27.01.2014
Klassiker der Luftfahrt

Bild der Woche KW 05/2014Versuchsflugzeug Short SC.1

In den 50er und 60er Jahren wurde in Großbritannien intensiv Luftfahrtforschung betrieben. Experimentalmuster wie die SC.1 von Short Brothers, Ltd. aus Nordirland sollten die Machbarkeit neuer Luftfahrtzeugkonzepte beweisen.

Short S.C.1

Experimentalmuster wie die SC.1 von Short Brothers, Ltd. aus Nordirland sollten die Machbarkeit neuer Luftfahrtzeugkonzepte beweisen.

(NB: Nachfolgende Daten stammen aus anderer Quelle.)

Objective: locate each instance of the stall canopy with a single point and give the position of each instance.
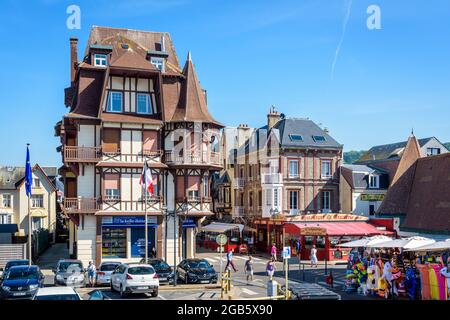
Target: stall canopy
(221, 227)
(335, 229)
(405, 243)
(437, 246)
(365, 242)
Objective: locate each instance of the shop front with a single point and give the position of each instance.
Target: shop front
(327, 235)
(123, 237)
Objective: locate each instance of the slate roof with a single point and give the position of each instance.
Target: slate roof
(396, 199)
(358, 176)
(388, 151)
(307, 129)
(428, 208)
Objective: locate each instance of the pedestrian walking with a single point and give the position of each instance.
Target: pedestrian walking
(273, 252)
(91, 273)
(270, 268)
(249, 268)
(230, 260)
(313, 256)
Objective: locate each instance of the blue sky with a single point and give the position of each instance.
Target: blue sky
(248, 55)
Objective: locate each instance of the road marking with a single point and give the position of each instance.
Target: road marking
(249, 292)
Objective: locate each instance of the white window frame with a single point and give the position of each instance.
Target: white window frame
(100, 60)
(37, 201)
(294, 175)
(148, 106)
(109, 107)
(374, 178)
(158, 63)
(293, 210)
(326, 200)
(193, 195)
(6, 200)
(330, 174)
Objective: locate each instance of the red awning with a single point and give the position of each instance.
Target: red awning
(335, 228)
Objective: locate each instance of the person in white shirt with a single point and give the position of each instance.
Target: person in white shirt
(445, 272)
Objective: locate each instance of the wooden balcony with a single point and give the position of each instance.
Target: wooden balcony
(82, 154)
(81, 205)
(193, 158)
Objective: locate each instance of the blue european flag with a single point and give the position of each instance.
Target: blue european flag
(28, 175)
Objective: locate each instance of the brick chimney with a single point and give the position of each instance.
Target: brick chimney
(272, 117)
(73, 57)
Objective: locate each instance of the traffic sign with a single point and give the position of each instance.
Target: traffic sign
(221, 239)
(286, 252)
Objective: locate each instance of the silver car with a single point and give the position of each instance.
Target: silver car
(103, 276)
(70, 272)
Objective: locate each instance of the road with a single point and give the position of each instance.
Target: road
(244, 290)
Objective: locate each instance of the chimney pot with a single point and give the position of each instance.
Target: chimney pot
(73, 58)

Foto und Copyright KL-Dokumentation  

 

Obwohl die Short SC.1 mit einer Spannweite von 7,16 Metern, einer Länge von 7,44 Metern und einer Höhe von 3,25 Metern ein sehr kompaktes Flugzeug war - kompakter als beispielsweise ein einmotoriges Reiseflugzeug vom Typ Cessna 172 - war sie mit fünf Triebwerken des Typs Rolls-Royce RB.108 bestückt. Die Antriebsaggregate brauchte der Deltaflügler allerdings nicht alle für den Vortrieb, sondern vor allem für Senkrechtstarts. Vier Triebwerke waren im mittleren Rumpf des unkoventionell aussehenden Flugzeugs untergebracht und zeigten mit ihren Auslassdüsen nach unten, während das fünfte Aggregat im Heck untergebracht war und für Schub nach vorne sorgte.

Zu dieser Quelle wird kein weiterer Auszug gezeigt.